For this example, you can either disable cross-checks manually for all the type-specific types, e.g., valA and valB above, or provide a custom cross-check function that cross-checks each value based on its tag.

End-of-buffer pointers

Another common C pattern related to memory allocations is the pointer to end of buffer pattern:

struct Buf {
  char *start;
  char *end;
};
void alloc(struct Buf *buf, unsigned size) {
    buf->start = malloc(size);
    buf->end = buf->start + size;
}

In this example, cross-checks will diverge on the end pointer, since it points to the first byte after the allocation returned by malloc. Since we only require the allocation itself to be zero-initialized, the value of that byte is undefined, and could change at any time during the execution of the variant.

For any pointers outside allocated memory, we recommend disabling cross-checks altogether.

Benign dangling pointers

The cross-checking runtimes may attempt to cross-check pointers to values that have been deallocated, e.g., by calling free, but still linger in memory without being used by the program.

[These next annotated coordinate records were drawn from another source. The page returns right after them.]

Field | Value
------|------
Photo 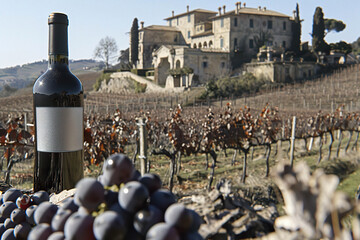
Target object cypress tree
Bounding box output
[130,18,139,65]
[312,7,329,53]
[291,3,301,55]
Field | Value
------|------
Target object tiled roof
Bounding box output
[139,25,180,32]
[164,8,217,20]
[212,7,290,18]
[191,30,214,38]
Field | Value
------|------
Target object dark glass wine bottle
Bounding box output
[33,13,84,192]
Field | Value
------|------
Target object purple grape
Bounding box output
[0,202,16,218]
[28,223,52,240]
[105,190,119,206]
[146,223,180,240]
[25,205,38,225]
[124,227,144,240]
[64,213,95,240]
[139,173,162,195]
[30,190,50,205]
[109,203,134,229]
[119,181,149,213]
[34,202,58,224]
[3,188,23,202]
[0,223,6,236]
[93,211,126,240]
[165,203,194,234]
[76,207,91,215]
[101,154,134,186]
[4,218,16,229]
[1,228,16,240]
[14,222,31,240]
[51,208,72,232]
[48,232,65,240]
[75,178,105,212]
[134,205,164,236]
[60,197,79,213]
[150,189,176,213]
[129,169,141,181]
[10,208,26,224]
[15,194,31,210]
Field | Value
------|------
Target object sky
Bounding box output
[0,0,360,68]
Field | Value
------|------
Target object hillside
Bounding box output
[0,60,102,90]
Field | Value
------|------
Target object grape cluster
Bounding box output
[0,154,203,240]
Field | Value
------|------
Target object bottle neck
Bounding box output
[49,14,69,68]
[48,54,69,69]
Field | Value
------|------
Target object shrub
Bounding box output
[202,73,266,98]
[135,81,147,93]
[93,72,111,91]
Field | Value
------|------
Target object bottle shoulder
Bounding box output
[33,68,83,95]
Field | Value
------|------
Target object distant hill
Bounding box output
[0,60,104,90]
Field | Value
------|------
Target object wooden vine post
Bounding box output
[290,116,296,168]
[136,118,148,175]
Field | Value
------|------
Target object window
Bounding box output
[250,19,254,28]
[249,39,254,48]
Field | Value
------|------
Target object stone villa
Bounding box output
[130,2,312,87]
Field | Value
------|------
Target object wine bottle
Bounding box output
[33,13,84,192]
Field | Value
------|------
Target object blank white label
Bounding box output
[36,107,84,152]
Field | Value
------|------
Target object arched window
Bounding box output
[175,60,180,69]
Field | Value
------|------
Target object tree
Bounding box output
[130,18,139,65]
[312,7,330,54]
[291,4,301,55]
[324,19,346,34]
[94,37,118,69]
[330,41,353,54]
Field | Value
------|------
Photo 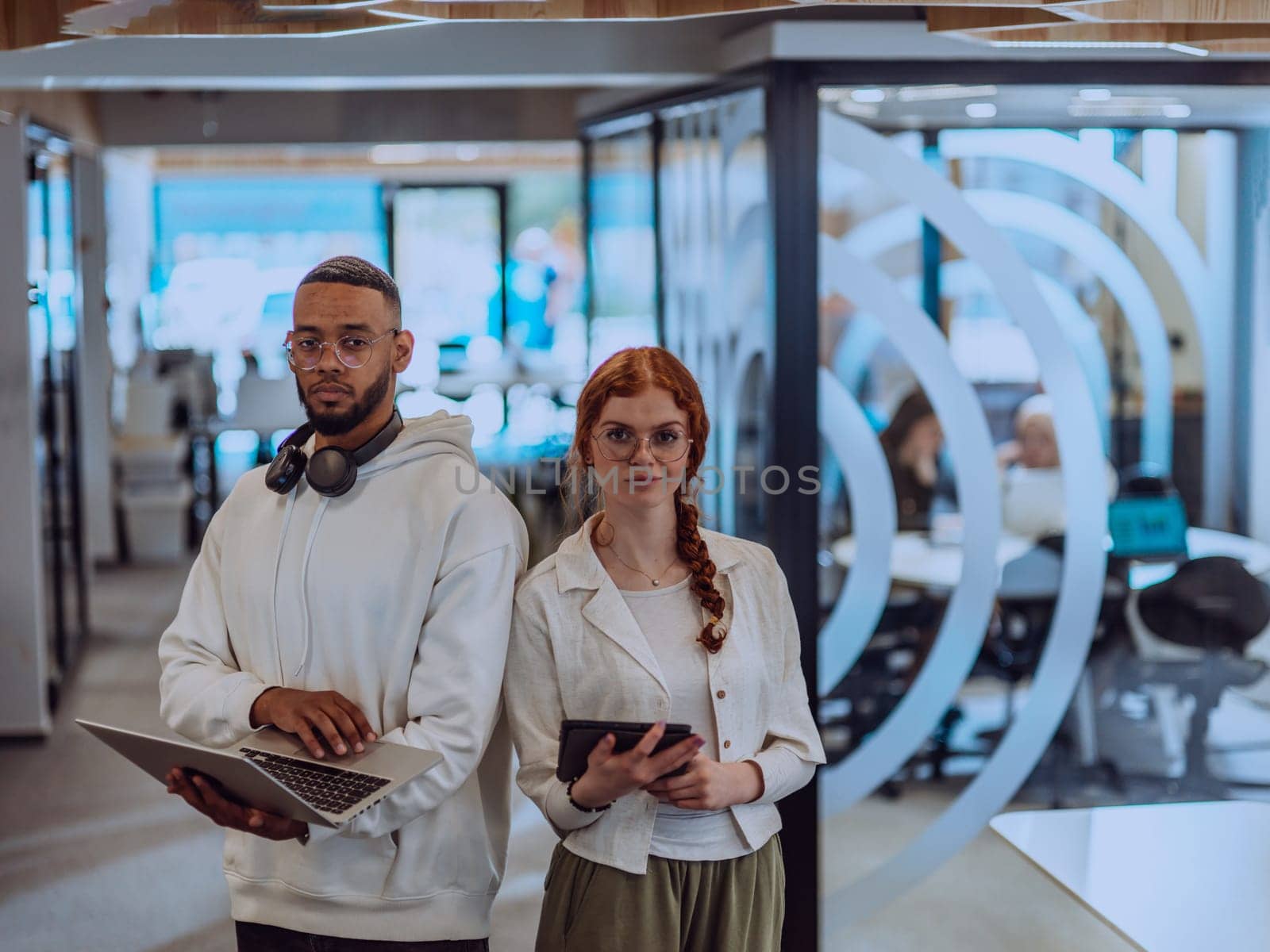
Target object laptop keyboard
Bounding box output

This means that the runtimes may dereference these pointers, even if the program never does, which may lead to divergence since the allocator is free to reuse that memory.

struct Data {
  int allocated;
  char *buf;
};
struct Data *free_data(struct Data *data) {
    data->allocated = 0;
    free(data->buf);
    // Potential non-determinism: data->buf has been freed,
    // but our runtime will try to dereference it
    return data;
}

As of the writing of this document, we have no automatic way to detect when the runtimes attempt to dereference deallocated memory, so we recommend manually disabling cross-checks when this occurs.

Compiler builtins and optimizations

In some cases, clang and rustc may optimize the generated code differently in ways that produce divergence. For example, clang (more specifically, a LLVM optimization pass enabled by clang) converts single-argument printf calls to direct calls to puts. For example, clang converts printf("Hello world!\n"); to puts("Hello world!");. The two functions have different internal implementations and make different syscalls (mainly the write syscall), so this optimization causes divergence. We recommend compiling all C code with the -fno-builtin argument to prevent this.